Mr. Gilliam apologized to the officers, and offered them vouchers for food and drinks, which they took. The three nevertheless reported to their Sergeant that the manager had put a “toxic substance,” possibly bleach, into their milkshakes.
But the suit argues that neither Mr. Gilliam nor other employees could not have known that a police officer had made the order since it was done using an app, and that the order was already packaged when the cops arrived.
Nevertheless, the Sergeant ordered personnel from the NYPD's Emergency Services Unit to the scene to begin an investigation. Mr. Gilliam and other employees were then detained.
The manager allowed officers to search the restaurant, to question employees, and to review security-camera footage, the suit says. Still, at least one officer appeared to believe that the shakes had been deliberately doctored. The suit states that when Mr. Gilliam was showing officers how the shakes were made, one Sergeant asked, “When did you add the bleach?”
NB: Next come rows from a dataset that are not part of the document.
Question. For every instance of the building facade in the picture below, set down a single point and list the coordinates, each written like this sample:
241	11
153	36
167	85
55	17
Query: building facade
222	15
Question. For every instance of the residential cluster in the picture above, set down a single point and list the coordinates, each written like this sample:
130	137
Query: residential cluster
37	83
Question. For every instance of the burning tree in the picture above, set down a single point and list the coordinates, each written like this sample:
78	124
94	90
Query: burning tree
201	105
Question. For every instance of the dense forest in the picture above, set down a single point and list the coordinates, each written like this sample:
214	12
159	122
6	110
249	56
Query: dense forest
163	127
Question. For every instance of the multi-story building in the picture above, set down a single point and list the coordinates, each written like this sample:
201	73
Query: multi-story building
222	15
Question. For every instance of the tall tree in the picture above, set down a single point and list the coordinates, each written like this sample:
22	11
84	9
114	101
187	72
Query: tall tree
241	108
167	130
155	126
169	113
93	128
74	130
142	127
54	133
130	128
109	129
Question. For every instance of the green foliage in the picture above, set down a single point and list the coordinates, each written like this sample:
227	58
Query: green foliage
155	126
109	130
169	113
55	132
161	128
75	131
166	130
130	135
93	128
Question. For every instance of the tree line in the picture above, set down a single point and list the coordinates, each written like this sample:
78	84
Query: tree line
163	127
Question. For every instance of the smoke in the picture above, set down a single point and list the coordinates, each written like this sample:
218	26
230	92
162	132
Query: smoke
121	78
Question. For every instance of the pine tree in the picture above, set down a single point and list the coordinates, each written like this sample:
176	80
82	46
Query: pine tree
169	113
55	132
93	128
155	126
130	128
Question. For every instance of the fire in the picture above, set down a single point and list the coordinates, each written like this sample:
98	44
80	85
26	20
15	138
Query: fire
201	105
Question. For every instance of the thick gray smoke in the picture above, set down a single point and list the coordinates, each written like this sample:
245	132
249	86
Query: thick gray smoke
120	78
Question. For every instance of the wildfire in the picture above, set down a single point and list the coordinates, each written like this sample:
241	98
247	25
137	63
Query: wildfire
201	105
After viewing security-camera footage purportedly showing that the shakes had not been spiked, the same Sergeant told the manager, “You put three of my cops in the hospital.” The officers had been taken to Bellevue Hospital, but were released that same evening “without ever showing symptoms,” according to the suit.
NYPD: No Criminality
Mr. Gilliam was nevertheless taken to the First Precinct, where he was questioned for more than an hour and detained for at least five hours, the suit says.
The NYPD’s Chief of Detectives, Rodney Harrison, the next day said in a tweet that following “a thorough investigation...it has been determined that there was no criminality by shake shack’s employees..”
The DEA walked back its accusations in a statement posted to its website June 16 and thanked the restaurant for its “full and timely cooperation with this investigation.” It added that “Initially, it was reported what whatever toxic substance made the Officers ill was intentionally placed in their drinks.” The statement did not say how it was determined that bleach was added to officers’ drinks.
Mr. Gilliam claims that the arrest, the police action and the union’s accusations caused him anguish, anxiety and humiliation, and damaged his reputation, among other afflictions. He is seeking compensatory and punitive damages by way of a jury trial.